As the end of the calendar year approaches, plan sponsors are reminded to adopt certain amendments that may be required for their benefit plans to conform to regulations or reflect certain legal and/or plan design changes.
2019 Required Amendments List
In Notice 2019-64, the IRS published the 2019 Required Amendments List (the “List”), which lists the amendments required to be adopted by December 31, 2021. Pursuant to the List, plans offering hardship distributions must be amended in accordance with the final regulations issued under the Bipartisan Budget Act of 2018. In addition, the List provides that collectively bargained cash balance/hybrid defined benefit plans maintained pursuant to collective bargaining agreements ratified on or before November 13, 2015 must be amended to comply with the final cash balance/hybrid plan regulations. The List also includes certain periodic changes that took effect in 2019, such as adjustments to various dollar limits for cost-of-living increases, which may require amendments depending on the terms of the plan.

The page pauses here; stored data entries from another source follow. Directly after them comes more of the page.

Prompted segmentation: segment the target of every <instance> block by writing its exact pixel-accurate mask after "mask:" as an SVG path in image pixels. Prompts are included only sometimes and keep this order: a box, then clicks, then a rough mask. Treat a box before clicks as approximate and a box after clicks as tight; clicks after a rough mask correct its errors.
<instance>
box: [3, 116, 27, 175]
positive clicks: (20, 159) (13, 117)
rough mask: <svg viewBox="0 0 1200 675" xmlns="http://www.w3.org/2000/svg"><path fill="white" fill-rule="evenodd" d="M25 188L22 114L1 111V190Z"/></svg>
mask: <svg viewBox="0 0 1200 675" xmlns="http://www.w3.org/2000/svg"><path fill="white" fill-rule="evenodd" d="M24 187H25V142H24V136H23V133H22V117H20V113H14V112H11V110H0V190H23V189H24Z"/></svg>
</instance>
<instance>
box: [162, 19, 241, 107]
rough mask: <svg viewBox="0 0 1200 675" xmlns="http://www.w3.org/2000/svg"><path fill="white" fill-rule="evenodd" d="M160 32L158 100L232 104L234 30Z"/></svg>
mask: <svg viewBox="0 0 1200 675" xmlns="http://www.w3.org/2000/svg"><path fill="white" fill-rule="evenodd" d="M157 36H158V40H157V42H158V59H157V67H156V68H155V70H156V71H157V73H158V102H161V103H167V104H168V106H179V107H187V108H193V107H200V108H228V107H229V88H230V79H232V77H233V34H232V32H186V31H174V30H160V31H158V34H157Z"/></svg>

The List is available here.
Discretionary amendments to reflect optional plan design changes that took effect during a plan year generally must be adopted by the end of such plan year. Thus, for calendar year plans, retirement plan sponsors will generally need to adopt amendments by December 31, 2021 to implement any 2021 optional plan design changes.
Health and Welfare Plans
Flexible Spending Accounts
Employers who made certain optional changes to their flexible spending accounts as permitted under COVID-19 pandemic-related relief are reminded to adopt amendments reflecting those changes before December 31, 2021. Some of these optional changes included permitting carryovers across plan years, extending grace period deadlines, and permitting election changes without a change in status event.
Group Health Plans
Employers should also consider whether group health plan amendments are required to comply with the Consolidated Appropriations Act of 2021. Amendments may be required to reflect required continuity of care when a provider leaves the plan’s network; requirements regarding surprise medical bills for emergency services, air ambulance services, and out-of-network providers; and changes to external review provisions.